Cuccinelli has noted that the issue will ultimately be decided by the U.S. Supreme Court, and the U.S. Court of Appeals for the Fourth Circuit decided Wednesday to expedite proceedings. His case is separate from a 26-state lawsuit challenging President Barack Obama's health care package.
On Dec. 13, U.S. District Judge Henry Hudson granted summary motion to Cuccinelli, ruling that a mandate that requires an individual to purchase health insurance or face a $695 yearly penalty is prohibited by Virginia law.
Oral arguments are scheduled for May, but Cuccinelli is still deciding if he should attempt to skip the Fourth Circuit and take the lawsuit to the U.S. Supreme Court.
"Right now, there is a great deal of uncertainty for states, individuals, and businesses. Major decisions are already being made and money is already being spent to comply with a law that may not be around two years from now. We need this suit resolved as quickly as possible, for the good of our citizens and our economy," Cuccinelli said.
In making his ruling, Hudson mentioned that the final word will rest with the high court.
"A thorough survey of pertinent constitutional case law has yielded no reported decisions from any federal appellate courts extending the Commerce Clause or General Welfare Clause to encompass regulation of a person's decision not to purchae a product, notwithstanding its effect on interstate commerce or role in a global regulatory scheme," Hudson wrote.
"The unchecked expansion of congressional power to the limits suggested by the Minimum Essential Coverage Provision would invide unbridled exercise of federal police powers.

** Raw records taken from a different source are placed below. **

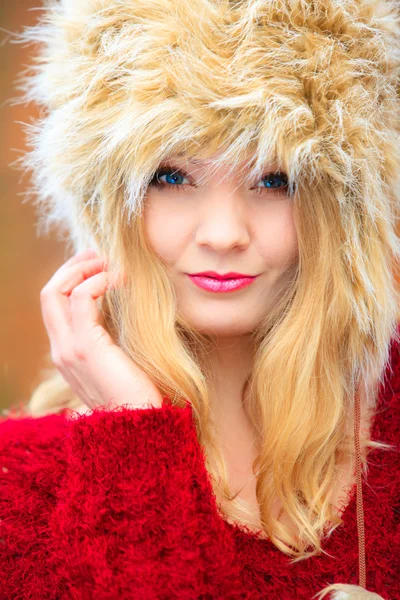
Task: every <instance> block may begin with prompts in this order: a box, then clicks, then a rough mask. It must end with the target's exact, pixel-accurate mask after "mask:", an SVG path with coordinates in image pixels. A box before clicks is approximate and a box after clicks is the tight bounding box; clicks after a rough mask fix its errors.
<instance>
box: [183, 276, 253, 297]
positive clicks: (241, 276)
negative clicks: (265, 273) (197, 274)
mask: <svg viewBox="0 0 400 600" xmlns="http://www.w3.org/2000/svg"><path fill="white" fill-rule="evenodd" d="M186 275H187V276H188V277H189V278H190V279H191V280H192V281H193V283H194V284H195V285H197V287H200V288H202V289H204V290H207V291H210V292H214V293H226V292H233V291H236V290H240V289H242V288H244V287H248V286H249V285H250V284H251V283H253V281H254V280H255V279H256V277H257V275H253V276H250V277H247V276H241V277H235V278H229V279H228V278H226V279H221V278H216V277H211V276H210V275H190V274H189V273H186Z"/></svg>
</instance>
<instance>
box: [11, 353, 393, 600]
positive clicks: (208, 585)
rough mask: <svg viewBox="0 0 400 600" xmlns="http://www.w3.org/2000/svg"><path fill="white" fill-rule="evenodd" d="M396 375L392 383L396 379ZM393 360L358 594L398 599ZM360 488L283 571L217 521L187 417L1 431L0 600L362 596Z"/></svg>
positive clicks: (90, 414)
mask: <svg viewBox="0 0 400 600" xmlns="http://www.w3.org/2000/svg"><path fill="white" fill-rule="evenodd" d="M391 369H393V371H392V372H391ZM399 395H400V357H399V348H398V346H397V344H396V345H394V344H393V345H392V356H391V361H390V364H389V366H388V369H387V371H386V374H385V382H384V385H382V386H381V391H380V395H379V403H378V410H377V413H376V415H375V417H374V420H373V425H372V439H374V440H376V439H378V440H380V441H385V442H389V443H391V444H394V445H395V446H396V450H395V451H382V450H376V449H374V450H372V451H371V453H370V455H369V457H368V462H369V470H368V475H367V477H368V481H367V482H366V480H365V478H363V496H364V513H365V536H366V566H367V584H366V587H367V589H369V590H371V591H374V592H377V593H379V594H381V595H382V596H383V597H384V598H385V599H387V600H395V599H400V529H399V523H400V468H399V467H400V452H399V450H400V442H399V438H400V401H399ZM355 489H356V488H355V485H354V487H353V490H352V492H351V500H350V504H349V505H348V507H347V508H346V509H345V511H344V513H343V515H342V517H343V519H344V523H343V524H342V525H340V526H339V527H338V528H337V529H336V530H335V531H334V532H333V534H332V535H331V537H330V538H328V539H326V540H325V542H324V541H323V546H322V547H323V549H324V550H325V551H326V552H328V553H329V555H326V554H321V555H319V556H317V557H313V558H311V559H306V560H304V561H302V562H300V563H297V564H294V565H290V564H289V561H290V557H288V556H287V555H285V554H283V553H282V552H281V551H280V550H279V549H277V548H276V547H275V546H274V545H273V544H272V543H271V542H270V541H269V540H266V539H261V538H259V537H258V536H257V534H256V533H254V532H251V531H250V530H246V529H245V528H243V527H241V526H239V525H230V524H228V523H227V522H226V521H225V520H224V519H223V518H222V517H221V516H220V515H219V513H218V511H217V507H216V503H215V496H214V495H213V493H212V488H211V484H210V480H209V478H208V472H207V471H206V468H205V462H204V454H203V451H202V449H201V447H200V445H199V443H198V441H197V437H196V431H195V427H194V422H193V420H192V411H191V408H190V406H189V405H188V406H187V407H186V408H174V407H171V406H169V405H168V404H167V403H165V404H164V406H163V407H162V408H150V409H145V410H134V409H127V408H121V409H117V410H113V411H109V412H107V411H104V410H101V411H94V412H93V413H91V414H89V415H80V416H79V417H78V418H77V419H75V420H73V419H69V418H67V417H66V415H65V411H63V412H62V413H59V414H57V415H49V416H45V417H41V418H37V419H33V418H29V417H24V418H19V419H15V418H7V419H3V421H2V422H1V423H0V598H1V599H2V600H11V599H13V600H14V599H15V600H16V599H21V600H22V599H23V600H67V599H68V600H73V599H74V600H78V599H79V600H81V599H87V600H94V599H95V600H114V599H115V600H116V599H124V600H130V599H132V600H133V599H135V600H141V599H143V600H145V599H146V600H153V599H162V600H167V599H173V598H181V599H187V600H189V599H190V600H194V599H201V600H212V599H221V600H222V599H224V600H225V599H239V598H241V599H245V598H247V599H250V598H251V599H261V598H263V599H266V598H271V599H272V598H273V599H276V598H280V599H282V600H285V599H288V600H289V599H290V600H295V599H296V600H302V599H304V600H310V599H311V598H312V597H313V595H314V594H316V592H318V591H319V590H321V589H322V588H323V587H325V586H327V585H328V584H331V583H339V582H342V583H343V582H344V583H354V584H357V583H358V545H357V522H356V494H355Z"/></svg>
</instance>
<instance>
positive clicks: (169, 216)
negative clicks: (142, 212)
mask: <svg viewBox="0 0 400 600" xmlns="http://www.w3.org/2000/svg"><path fill="white" fill-rule="evenodd" d="M171 208H172V207H170V209H168V207H163V208H160V207H159V206H157V208H156V207H155V206H154V205H152V204H151V203H148V204H146V205H145V207H144V213H143V219H144V231H145V235H146V239H147V243H148V244H149V246H150V247H151V248H152V250H153V252H154V253H155V254H157V255H158V256H159V257H160V258H161V259H162V260H164V261H165V262H166V263H167V264H173V263H175V261H176V260H177V259H178V258H179V256H180V255H181V253H182V252H183V250H184V248H185V244H186V239H188V237H189V234H188V231H189V227H188V224H187V221H186V220H185V219H182V215H181V214H180V213H178V212H176V211H174V210H171Z"/></svg>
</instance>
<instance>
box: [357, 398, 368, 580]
mask: <svg viewBox="0 0 400 600" xmlns="http://www.w3.org/2000/svg"><path fill="white" fill-rule="evenodd" d="M360 420H361V416H360V395H359V387H357V390H356V397H355V406H354V444H355V449H356V481H357V532H358V585H360V586H361V587H363V588H365V586H366V578H367V575H366V566H365V524H364V509H363V497H362V478H361V451H360Z"/></svg>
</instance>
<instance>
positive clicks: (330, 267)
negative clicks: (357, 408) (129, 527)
mask: <svg viewBox="0 0 400 600" xmlns="http://www.w3.org/2000/svg"><path fill="white" fill-rule="evenodd" d="M172 4H174V8H173V13H170V12H169V10H170V8H169V6H170V5H171V10H172ZM312 4H313V7H314V8H313V10H314V11H317V12H316V13H315V14H314V13H312V11H311V7H310V6H309V5H308V4H307V3H305V2H299V3H298V6H297V5H296V6H297V7H296V17H295V19H294V18H293V14H292V10H294V7H292V3H291V2H287V1H285V0H274V1H272V2H268V3H267V2H265V3H262V2H256V1H254V2H247V3H241V2H238V3H234V2H229V1H228V0H221V1H220V2H219V3H214V2H210V1H208V0H205V1H204V7H203V8H204V10H202V14H201V18H200V19H199V15H197V14H196V18H194V17H193V14H192V11H191V6H190V3H187V2H184V1H177V2H175V3H170V2H166V1H165V0H152V1H148V0H137V1H136V2H135V3H129V6H128V4H127V5H126V6H125V3H124V2H118V3H116V2H114V1H112V0H109V1H104V0H102V1H101V2H100V0H91V2H86V3H80V2H76V1H74V0H65V1H64V2H62V3H61V4H60V3H58V2H56V1H55V0H48V1H47V5H46V11H45V15H44V17H43V18H42V19H41V21H40V22H39V23H38V24H37V25H36V26H34V27H32V28H27V29H26V30H25V31H24V32H23V33H22V34H21V35H20V36H19V37H18V40H17V41H23V42H32V41H33V42H41V43H42V49H41V51H40V53H38V54H37V55H36V60H35V62H36V64H35V65H34V67H33V72H32V73H29V72H28V73H27V74H24V75H23V76H22V78H21V84H22V85H21V87H22V89H23V91H24V99H25V100H34V101H36V102H39V103H40V104H42V105H43V106H44V107H45V108H46V110H47V113H46V114H45V115H41V117H40V118H39V120H38V122H37V123H36V124H35V126H32V125H29V126H28V130H27V134H28V138H29V140H30V142H31V145H32V149H31V150H30V151H29V152H27V153H26V154H25V156H24V157H23V158H22V159H21V160H20V161H17V164H18V163H20V164H22V165H23V167H25V168H26V169H28V170H31V171H32V172H33V179H32V181H33V185H32V186H31V188H30V190H28V194H29V193H30V192H31V193H32V196H33V198H34V201H35V202H36V203H37V206H38V209H39V210H38V214H39V219H40V220H39V225H40V229H41V230H43V229H44V230H48V228H49V227H51V226H57V227H59V228H60V231H62V232H63V233H65V235H64V239H67V240H68V242H69V246H68V247H69V249H70V250H73V251H80V250H83V249H85V248H86V247H93V248H95V249H97V250H98V252H99V253H100V254H101V255H102V256H104V257H106V258H107V260H108V263H109V264H110V269H111V271H113V272H115V273H117V272H120V271H123V272H124V273H125V274H126V276H127V283H126V285H125V287H124V288H123V289H118V290H113V291H109V292H107V293H106V295H105V296H104V297H103V299H102V301H101V303H100V305H101V307H102V309H103V317H104V326H105V327H106V328H107V329H108V331H109V332H110V334H112V335H113V336H114V339H115V341H116V343H118V344H119V345H120V346H121V348H122V349H123V350H124V351H125V352H126V353H127V354H128V356H130V357H131V359H132V360H133V361H135V363H136V364H137V365H139V366H140V367H141V368H142V369H143V370H144V371H145V372H146V373H147V374H148V375H149V376H150V377H151V379H152V380H153V381H154V383H155V384H156V385H157V386H158V387H159V389H160V391H161V392H162V393H163V394H164V395H167V396H168V397H169V398H170V399H171V401H172V402H173V403H174V404H175V405H176V406H184V404H185V402H186V400H189V401H190V403H191V405H192V407H193V412H194V415H195V420H196V427H197V434H198V439H199V442H200V443H201V445H202V446H203V447H204V448H205V450H206V459H207V468H208V471H209V473H210V477H211V480H212V484H213V489H214V491H215V495H216V499H217V501H218V506H219V507H220V510H221V513H222V514H223V515H225V517H226V518H227V519H235V520H237V521H240V522H242V523H244V524H248V523H251V519H252V516H253V515H252V514H251V511H248V510H247V509H248V507H247V506H246V503H245V502H244V501H243V500H240V499H239V498H235V497H234V494H233V493H232V490H231V489H230V486H229V484H228V477H227V467H226V464H225V461H224V458H223V456H222V454H221V452H220V449H219V440H218V437H217V434H216V431H215V430H214V427H213V422H212V414H211V408H210V385H211V382H212V377H213V371H212V365H210V364H209V363H208V360H207V356H208V352H209V350H210V348H211V347H212V340H210V338H209V337H208V336H206V335H201V334H199V333H198V332H196V331H195V330H193V328H192V327H191V326H190V324H189V323H187V322H186V321H185V319H184V317H183V315H182V314H180V313H179V311H178V309H177V302H176V296H175V291H174V289H173V287H172V285H171V283H170V281H169V278H168V276H167V273H166V270H165V265H164V264H163V263H162V261H161V260H160V259H159V258H158V257H157V256H156V255H155V254H154V253H153V252H152V250H151V248H149V246H148V244H147V242H146V238H145V236H144V232H143V219H142V209H143V200H144V198H145V196H146V189H147V185H148V183H149V181H150V180H151V178H152V176H153V174H154V172H155V170H156V168H157V166H158V164H159V163H160V162H161V160H162V159H164V158H165V157H166V156H169V155H171V154H175V155H183V156H187V157H188V158H192V157H197V158H200V159H203V158H208V159H210V160H212V165H213V166H215V167H216V168H218V167H220V166H222V165H225V166H226V165H229V167H230V170H229V171H228V173H227V176H229V175H230V174H231V173H232V172H233V171H234V170H235V169H236V168H238V166H239V165H240V164H241V163H242V161H243V158H244V157H245V156H250V158H249V160H248V163H247V164H248V170H247V171H246V172H245V175H244V178H243V181H244V183H246V184H248V183H249V182H253V181H255V180H257V179H259V178H260V177H261V176H262V174H263V166H264V165H265V164H266V163H269V162H275V161H276V162H277V164H278V166H279V168H281V167H282V168H283V169H284V170H285V172H286V173H287V174H288V181H289V192H290V194H291V195H292V196H293V214H294V219H295V225H296V229H297V236H298V247H299V258H298V263H297V264H296V265H295V267H293V268H292V278H291V281H290V284H289V285H288V286H287V288H285V289H282V291H281V295H280V297H279V298H277V299H276V303H275V305H274V308H273V310H272V311H271V312H270V313H269V314H268V316H267V317H266V318H265V320H264V321H263V322H262V323H260V325H259V327H258V328H257V330H256V331H254V332H252V339H253V342H254V363H253V370H252V373H251V376H250V379H249V393H250V396H249V401H248V407H249V415H250V418H251V420H252V422H253V425H254V427H255V429H256V431H257V435H258V439H257V443H258V445H259V448H260V453H259V456H258V458H257V460H256V461H255V463H254V465H253V468H254V470H255V471H257V499H258V501H259V504H260V514H261V518H262V524H263V530H264V531H265V533H266V534H267V535H268V537H269V538H270V539H271V541H272V543H274V544H275V545H276V546H277V547H278V548H279V549H280V550H281V551H282V552H284V553H285V554H287V555H289V556H292V557H294V558H293V561H294V562H296V561H299V560H304V559H306V558H308V557H310V556H313V555H314V554H318V553H320V552H323V549H322V547H321V539H322V537H323V536H324V535H327V534H329V533H330V532H332V531H333V530H334V529H335V528H336V527H337V526H338V525H340V523H341V519H340V518H339V517H338V516H337V515H336V514H334V513H333V512H332V507H331V505H330V502H329V499H330V493H331V491H332V489H333V487H334V484H335V481H336V477H337V475H338V464H339V463H340V462H341V460H342V459H343V458H344V457H346V456H348V455H349V452H351V450H349V449H350V443H351V439H352V438H351V436H349V434H348V423H349V416H351V415H352V414H353V409H354V401H353V399H354V394H355V387H356V384H357V381H356V374H357V375H360V378H361V381H362V384H363V388H364V397H365V400H366V404H367V406H368V407H372V408H373V407H374V406H375V403H376V400H377V391H378V388H379V386H380V385H381V384H382V382H383V374H384V371H385V367H386V365H387V362H388V357H389V355H388V352H389V345H390V342H391V340H392V339H393V337H395V336H397V323H398V321H399V308H398V289H397V282H396V277H395V269H396V265H397V262H396V261H397V259H398V258H399V256H400V244H399V238H398V235H397V232H396V229H395V225H396V220H397V218H398V208H399V187H398V184H397V181H398V173H399V172H400V168H399V167H400V156H399V154H398V152H397V148H398V129H397V128H398V122H399V121H398V119H397V116H398V115H399V114H400V111H399V98H398V95H397V88H396V85H397V83H398V69H399V62H400V59H399V56H400V55H399V53H398V50H397V48H398V47H397V46H396V43H397V42H396V36H397V38H398V37H399V34H400V27H399V24H398V21H397V20H396V19H397V17H396V12H395V6H394V4H390V3H389V2H387V3H386V4H384V3H383V2H368V3H367V2H366V3H365V4H363V2H359V1H356V0H349V1H348V2H346V3H339V4H337V3H332V2H330V1H328V0H321V2H319V3H318V2H314V3H312ZM177 6H178V8H179V15H180V19H179V20H178V21H179V24H182V23H184V24H185V27H186V29H187V31H188V32H189V33H190V35H192V36H193V38H196V39H197V41H198V42H199V43H200V42H201V43H202V44H203V47H204V48H205V49H206V50H207V49H208V50H209V49H210V48H214V49H215V48H218V49H219V53H218V54H217V53H215V52H214V53H210V52H208V50H207V51H205V54H204V55H202V54H201V53H199V51H198V47H197V45H196V44H193V45H191V42H190V39H193V38H190V37H188V38H185V37H184V36H182V35H181V30H180V29H179V28H178V23H176V29H175V28H174V22H173V17H174V15H176V10H178V9H177ZM318 7H319V8H321V14H322V13H323V17H324V30H325V31H329V28H331V29H332V30H334V31H338V30H339V29H338V28H339V26H342V27H343V28H344V29H345V28H346V27H347V23H348V22H349V14H351V15H352V19H353V21H352V23H353V25H354V26H353V28H352V29H351V38H352V43H350V42H349V41H344V38H343V39H342V40H339V38H338V40H337V41H335V40H333V38H329V39H328V38H327V37H324V43H325V42H326V43H329V44H331V46H330V51H331V54H330V58H331V60H334V61H335V70H334V71H329V72H328V71H327V64H325V62H324V61H326V60H327V57H328V55H327V54H326V52H323V51H322V50H321V48H322V46H320V45H319V41H320V38H318V37H317V36H316V37H315V39H314V44H315V46H313V42H312V40H311V38H309V40H308V44H310V46H309V47H308V50H307V51H308V52H309V53H310V54H309V55H310V56H318V57H319V59H320V61H321V62H320V68H319V69H318V71H316V70H315V65H314V64H312V65H309V66H307V64H306V63H305V62H304V61H303V62H302V60H300V58H299V56H301V57H303V56H304V54H301V53H302V52H303V51H304V48H303V50H301V44H300V41H299V44H300V46H299V54H297V52H296V46H295V45H294V46H291V45H290V44H289V43H287V42H288V39H287V38H286V37H285V36H287V35H290V33H288V32H289V29H290V28H289V25H290V27H294V28H295V29H294V30H293V32H292V35H293V36H297V39H298V40H300V34H301V33H302V32H303V29H305V30H306V31H307V32H309V31H310V28H312V27H315V30H316V31H317V32H318V35H319V36H322V37H323V31H322V29H321V27H320V22H319V21H318V18H319V17H318V10H319V8H318ZM322 8H323V10H322ZM94 13H96V19H93V18H91V17H92V16H93V14H94ZM277 15H279V16H277ZM164 18H165V19H169V20H168V21H165V22H163V19H164ZM369 22H371V23H373V27H372V26H371V27H370V28H369V29H367V26H366V25H365V23H369ZM167 23H168V24H167ZM271 23H274V24H275V26H276V29H275V30H274V36H275V37H274V36H273V35H270V31H269V29H268V27H269V26H270V24H271ZM388 23H390V27H389V25H388ZM222 24H223V26H222ZM355 24H357V27H356V26H355ZM364 25H365V27H364ZM349 31H350V30H349ZM366 31H368V36H369V41H368V44H366V43H365V40H364V37H363V36H364V35H366ZM266 33H267V35H266ZM392 34H393V35H392ZM385 36H386V37H385ZM349 37H350V36H349ZM321 39H322V38H321ZM383 39H385V41H386V43H385V44H383V43H382V40H383ZM228 40H229V42H230V44H231V45H230V46H229V45H228V43H227V42H228ZM277 40H279V44H277V43H276V41H277ZM357 42H359V45H357ZM346 44H347V45H346ZM127 47H130V48H132V52H131V53H129V52H127V51H126V48H127ZM346 52H348V53H349V54H350V55H352V56H354V57H356V58H358V59H360V60H359V61H358V63H357V68H359V69H360V71H362V68H364V69H365V73H364V74H365V77H364V79H363V81H362V84H361V83H360V84H358V85H356V84H354V85H353V83H352V82H353V79H354V72H353V71H352V70H351V69H350V67H349V63H348V62H346V60H344V57H345V56H347V55H346ZM373 52H375V54H372V53H373ZM351 53H354V54H351ZM372 55H373V56H374V61H375V63H374V62H373V61H372V60H371V56H372ZM261 59H262V60H263V64H264V67H263V68H264V70H265V72H263V74H260V73H259V68H260V67H259V65H260V60H261ZM362 59H365V60H362ZM163 61H165V63H166V68H165V69H164V68H163V66H162V64H163ZM188 64H190V77H189V78H187V79H186V80H185V83H184V84H182V82H181V79H180V77H181V75H182V73H184V72H185V69H187V65H188ZM324 65H325V66H324ZM217 71H218V77H214V75H215V73H216V72H217ZM150 73H151V76H150ZM288 73H293V78H292V79H290V78H286V79H285V77H286V76H287V74H288ZM256 74H258V75H257V76H256ZM279 74H280V75H281V76H279ZM284 75H285V77H284ZM295 75H296V76H295ZM213 77H214V78H213ZM346 82H347V83H346ZM335 85H336V87H335ZM314 86H315V88H314ZM324 86H325V88H324ZM323 89H325V90H327V91H326V95H325V96H321V94H322V91H321V90H323ZM333 89H335V90H336V92H335V94H336V96H335V95H334V94H333V92H332V97H331V99H330V101H329V102H328V99H329V97H330V94H331V92H330V91H329V90H333ZM316 90H318V91H316ZM318 94H319V96H318ZM317 96H318V98H322V97H323V98H325V100H326V102H327V104H326V105H324V103H323V102H322V100H321V101H317V100H316V99H315V98H317ZM313 98H314V101H313V100H312V99H313ZM332 98H333V99H334V98H337V103H336V104H335V103H334V101H333V100H332ZM339 100H340V102H341V104H340V102H339ZM313 102H314V104H313ZM309 103H310V104H309ZM266 105H268V107H269V108H268V111H267V112H266V111H265V106H266ZM310 105H312V106H313V110H312V109H311V108H310ZM343 107H345V109H344V108H343ZM260 122H261V124H262V126H260ZM382 131H383V132H384V135H383V134H382ZM327 132H328V133H327ZM212 173H213V170H212V168H210V170H209V172H208V174H204V179H203V181H206V180H207V178H208V176H211V175H212ZM200 183H201V182H200ZM80 404H81V403H80V401H79V398H76V397H74V396H73V394H72V393H70V391H69V390H68V386H67V385H66V383H65V382H64V380H63V379H62V377H61V375H60V374H59V373H58V372H56V373H53V374H52V375H51V376H50V375H48V376H47V375H46V380H45V381H43V382H42V383H40V384H39V385H38V387H37V389H36V390H35V391H34V393H33V395H32V398H31V399H30V402H29V410H30V411H31V413H32V414H33V415H37V416H39V415H42V414H46V413H47V412H50V411H57V410H59V409H61V408H62V407H66V406H68V407H70V408H71V409H79V406H80ZM368 446H369V447H370V448H372V447H380V448H388V446H387V445H385V444H381V443H379V442H372V440H370V441H369V444H368ZM275 496H278V498H279V500H280V501H281V504H282V508H283V510H284V512H285V513H287V515H288V516H289V517H290V519H291V521H293V522H294V523H295V524H296V526H297V528H298V535H296V537H295V538H294V537H293V535H290V533H289V531H288V530H287V528H286V527H285V526H284V525H282V524H281V523H280V522H279V520H277V519H274V518H273V517H272V516H271V505H272V502H273V499H274V498H275ZM246 511H247V513H246ZM244 514H247V516H248V518H246V517H245V516H244ZM342 591H344V590H342ZM370 597H373V596H370Z"/></svg>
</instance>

"At its core, this dispute is not simply about regulating the business of insurance -- or crafting a scheme of universal health insurance coverage -- it's about an individual's right to choose to participate."
The mandate does not take effect until 2014. If it is found unconstitutional, it must be determined if it can be severed from the entire law or if the law will be invalidated. Hudson chose to sever the mandate and any directly dependent provisions.
The bill passed in March, and lawsuits came immediately.
The federal government argues that Congress determined the mandate is essential to the law's success.
"That judgment rested on a number of Congressional findings," the Department of Health and Human Services wrote.
"Congress found that, by 'significantly reducing the number of the uninsured, the requirement, together with the other provisions of this Act, will lower health insurance premiums.'
"Conversely, and importantly, Congress also found that, without the minimum coverage provision, the reforms in the Act, such as the ban on denying coverage or charging more based on pre-existing conditions, would amplify existing incentives for individuals to 'wait to purchase health insurance until they needed care,' thereby further shifting costs onto third parties."